Un recuento de las emociones del deporte y de la ruta de salida de Taibo I hacia México, que antes de decidirse a migrar al país de María Félix, de quien también escribió, pasó por Francia, por un accidente automovilístico, por las prisas de teclear en cafés y desvelarse, por la erótica del trabajo del reportero que quiere historias.

Una decisión de mirar en los márgenes, fuera del cuadro del triunfo, donde las envidias y la sed de fama hacen tropezar a la supuesta solidaridad noble que tendría que acompañar al entrenamiento del cuerpo.

PORTADATAIBO

La vida de Taibo I, acompañada de un Luis Buñuel boxeador y un Ángel González meón, se desenvolvió en diversidad de libros sobre comida y cine, sobre Augusto Pinochet y revueltas monjiles en Puebla, sobre Dolores del Río, Charles Chaplin y los poetas de su país natal.

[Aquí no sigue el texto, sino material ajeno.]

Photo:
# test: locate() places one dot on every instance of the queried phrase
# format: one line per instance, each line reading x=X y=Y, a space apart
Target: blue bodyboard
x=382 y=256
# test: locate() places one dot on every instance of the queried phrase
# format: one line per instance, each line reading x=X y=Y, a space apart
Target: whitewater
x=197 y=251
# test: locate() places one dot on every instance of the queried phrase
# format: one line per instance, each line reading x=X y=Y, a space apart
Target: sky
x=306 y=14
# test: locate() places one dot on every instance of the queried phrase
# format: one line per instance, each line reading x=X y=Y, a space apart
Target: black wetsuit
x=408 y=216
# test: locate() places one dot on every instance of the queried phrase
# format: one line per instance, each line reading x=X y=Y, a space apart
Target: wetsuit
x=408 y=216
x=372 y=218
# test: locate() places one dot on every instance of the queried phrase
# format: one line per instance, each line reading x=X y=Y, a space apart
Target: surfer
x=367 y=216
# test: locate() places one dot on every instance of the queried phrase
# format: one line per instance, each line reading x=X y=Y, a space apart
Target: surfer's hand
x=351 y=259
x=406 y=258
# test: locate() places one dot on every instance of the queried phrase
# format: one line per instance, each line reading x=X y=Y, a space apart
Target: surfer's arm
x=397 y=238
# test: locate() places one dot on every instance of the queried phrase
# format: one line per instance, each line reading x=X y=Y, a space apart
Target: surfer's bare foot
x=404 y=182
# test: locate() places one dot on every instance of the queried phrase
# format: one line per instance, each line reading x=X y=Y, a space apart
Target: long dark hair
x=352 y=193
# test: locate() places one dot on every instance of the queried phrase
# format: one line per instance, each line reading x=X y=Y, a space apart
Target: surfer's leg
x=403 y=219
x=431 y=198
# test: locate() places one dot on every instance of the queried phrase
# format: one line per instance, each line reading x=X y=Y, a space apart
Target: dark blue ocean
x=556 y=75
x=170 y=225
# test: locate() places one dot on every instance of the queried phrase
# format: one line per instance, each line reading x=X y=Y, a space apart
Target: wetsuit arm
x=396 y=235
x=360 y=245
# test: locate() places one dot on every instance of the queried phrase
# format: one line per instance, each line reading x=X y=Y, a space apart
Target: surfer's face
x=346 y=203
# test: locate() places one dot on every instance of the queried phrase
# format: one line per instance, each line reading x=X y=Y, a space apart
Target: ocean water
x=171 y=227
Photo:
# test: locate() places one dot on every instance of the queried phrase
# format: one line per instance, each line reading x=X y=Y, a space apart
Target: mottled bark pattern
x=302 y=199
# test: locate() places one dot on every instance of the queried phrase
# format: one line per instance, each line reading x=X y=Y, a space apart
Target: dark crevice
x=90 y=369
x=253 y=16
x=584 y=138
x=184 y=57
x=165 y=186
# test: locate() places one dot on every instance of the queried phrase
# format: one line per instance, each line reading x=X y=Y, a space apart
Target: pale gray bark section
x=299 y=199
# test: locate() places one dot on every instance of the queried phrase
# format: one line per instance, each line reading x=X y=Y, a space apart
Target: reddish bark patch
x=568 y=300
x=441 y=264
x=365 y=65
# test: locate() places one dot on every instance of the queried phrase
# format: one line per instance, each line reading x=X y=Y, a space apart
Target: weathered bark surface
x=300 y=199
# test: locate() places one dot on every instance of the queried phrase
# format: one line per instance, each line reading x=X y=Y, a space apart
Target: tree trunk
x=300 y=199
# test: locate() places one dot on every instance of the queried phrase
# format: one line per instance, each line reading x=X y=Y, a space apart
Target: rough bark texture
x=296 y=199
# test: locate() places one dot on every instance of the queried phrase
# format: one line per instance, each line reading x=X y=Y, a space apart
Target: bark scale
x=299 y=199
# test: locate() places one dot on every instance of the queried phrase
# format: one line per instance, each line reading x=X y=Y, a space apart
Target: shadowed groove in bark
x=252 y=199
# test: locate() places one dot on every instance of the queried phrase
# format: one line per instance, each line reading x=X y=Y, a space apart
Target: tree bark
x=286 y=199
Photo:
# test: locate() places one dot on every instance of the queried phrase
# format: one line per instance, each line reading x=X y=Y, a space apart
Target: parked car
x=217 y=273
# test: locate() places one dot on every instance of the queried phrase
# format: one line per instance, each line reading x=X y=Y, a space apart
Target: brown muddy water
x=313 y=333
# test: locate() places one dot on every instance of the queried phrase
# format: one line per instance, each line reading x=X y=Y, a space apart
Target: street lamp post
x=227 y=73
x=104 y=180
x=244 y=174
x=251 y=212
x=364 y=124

Periodista mexicanizado que inventó al Gato culto y formó a generaciones de reporteros en El Universal, falleció en 2008 con una lamentación de José Emilio Pacheco: hay quien dice que el siglo XXI comenzó con el ataque terrorista a las Torres Gemelas; para mí, el siglo XX terminó con la muerte de Taibo I, escribió más o menos el autor de Morirás lejos.

El hijo de Taibo, también novelista prolífico, recupera a su padre en 80 y tantas paginitas para hacer un elogio del deseo de escribir a brincos de carretera, sobre todo en un panorama amordazado, para volver a consagrar el detalle.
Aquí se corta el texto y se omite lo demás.